Israel is a topic that gets people’s blood pumping and, when emotions run high, impulsivity tends to override thoughtful and rational conversation. We sometimes allow ourselves to say things we later regret. As a rabbi who works primarily with adolescents, I strive to nurture the open-minded exploration of questions about Judaism and identity, which requires working against the competing desire to shut-down discussion of gray areas with a single, decisive “right answer.” In my experience, few deep and complicated questions have right answers. However, when teens and young adults talk about Israel, they believe there is only one right answer.

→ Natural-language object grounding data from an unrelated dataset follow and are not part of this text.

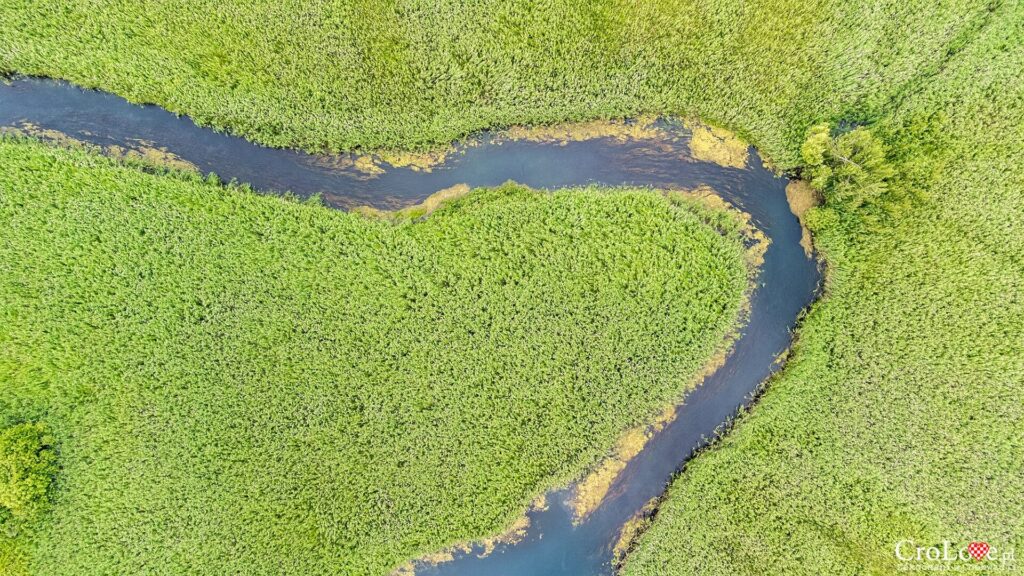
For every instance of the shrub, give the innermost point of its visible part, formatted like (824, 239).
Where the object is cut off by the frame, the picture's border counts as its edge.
(27, 467)
(851, 169)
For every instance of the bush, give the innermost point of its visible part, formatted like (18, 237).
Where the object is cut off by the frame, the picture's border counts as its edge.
(851, 169)
(27, 467)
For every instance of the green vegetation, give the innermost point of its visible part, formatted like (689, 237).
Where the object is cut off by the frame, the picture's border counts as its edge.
(899, 414)
(27, 467)
(242, 384)
(413, 73)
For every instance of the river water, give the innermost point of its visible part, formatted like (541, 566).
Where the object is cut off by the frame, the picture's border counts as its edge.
(553, 544)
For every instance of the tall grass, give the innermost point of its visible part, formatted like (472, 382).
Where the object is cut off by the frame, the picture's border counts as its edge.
(239, 384)
(899, 415)
(404, 74)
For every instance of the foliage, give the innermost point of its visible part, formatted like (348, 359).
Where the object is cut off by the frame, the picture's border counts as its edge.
(28, 464)
(342, 74)
(899, 413)
(241, 384)
(850, 169)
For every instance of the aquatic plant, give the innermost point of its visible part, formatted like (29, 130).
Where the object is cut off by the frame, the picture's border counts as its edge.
(245, 384)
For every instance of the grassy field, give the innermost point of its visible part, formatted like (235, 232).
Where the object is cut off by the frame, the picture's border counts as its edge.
(900, 414)
(242, 384)
(415, 73)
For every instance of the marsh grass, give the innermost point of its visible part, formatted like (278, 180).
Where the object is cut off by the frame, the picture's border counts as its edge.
(246, 384)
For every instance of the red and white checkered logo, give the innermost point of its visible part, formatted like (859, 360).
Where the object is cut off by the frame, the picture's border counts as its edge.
(978, 550)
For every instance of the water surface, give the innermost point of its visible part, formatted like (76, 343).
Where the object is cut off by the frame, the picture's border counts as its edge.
(553, 545)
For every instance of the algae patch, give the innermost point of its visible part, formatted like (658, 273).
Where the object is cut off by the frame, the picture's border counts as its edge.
(134, 149)
(802, 197)
(642, 128)
(711, 144)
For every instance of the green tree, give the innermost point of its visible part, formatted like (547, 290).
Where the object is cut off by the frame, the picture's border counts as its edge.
(851, 169)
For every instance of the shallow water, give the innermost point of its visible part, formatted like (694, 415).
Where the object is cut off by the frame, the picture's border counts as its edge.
(553, 545)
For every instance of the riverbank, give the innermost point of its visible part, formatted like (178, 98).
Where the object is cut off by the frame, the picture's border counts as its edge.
(300, 380)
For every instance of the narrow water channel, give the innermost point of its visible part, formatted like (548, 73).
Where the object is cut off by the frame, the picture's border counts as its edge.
(553, 545)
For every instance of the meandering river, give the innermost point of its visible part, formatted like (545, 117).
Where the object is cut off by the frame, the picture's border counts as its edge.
(553, 543)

Because I’m not a full-time pulpit rabbi, on Shabbat I often sit as a “Jew in the pew” in synagogue. There I have found many adults who struggle with maintaining a balanced stance when discussing Israel. Occasionally, my colleagues seize the opportunity to express their views stridently in sermons, exhorting the congregation from their bully pulpits to see the “truth.” Later, at the Kiddush lunch, discussions quickly devolve into heated arguments in which otherwise rational and intelligent people present strongly-held opinions as facts. Having witnessed this type of polarization within a synagogue community, I can attest to the pain and alienation that a rabbi’s words can inadvertently cause. For this reason, I am especially careful when I speak about Israel and other issues that isolate listeners so that they metaphorically stop up their ears.
In addition to serving as a visiting rabbi or scholar-in-residence in congregations, I spend my summers working at a Jewish camp that employs many Israelis as counselors. Many of these staff members arrive at camp having just completed their military service in the Israeli army. Although I have acquired wisdom about numerous topics and although I am old enough to be their mother, there is nothing in my life experience that imbues me with authority to teach these young adults about Israel. I believe that it would be presumptuous of me to do so without establishing a relationship of trust and mutual respect, which would allow us to exchange stories of our diverse experiences and appreciate one another’s perspectives.
When I ascend the bima or stand at the head of a classroom to teach, I am keenly aware that I have precious little time to convey the richness of Jewish tradition and the potency of Jewish ritual to a group of strangers. Thus, I must reach deep into my heart to extract the essential teachings from my core and then reach across the vast chasm that separates speaker and listener. I look honestly for what is “my Torah” and attempt to share it. Since I cannot see what is in another human’s heart, since I cannot know what anyone else finds at their core, how can I say whether another rabbi should or shouldn’t speak about Israel? I can merely say, at any given moment, whether I should speak.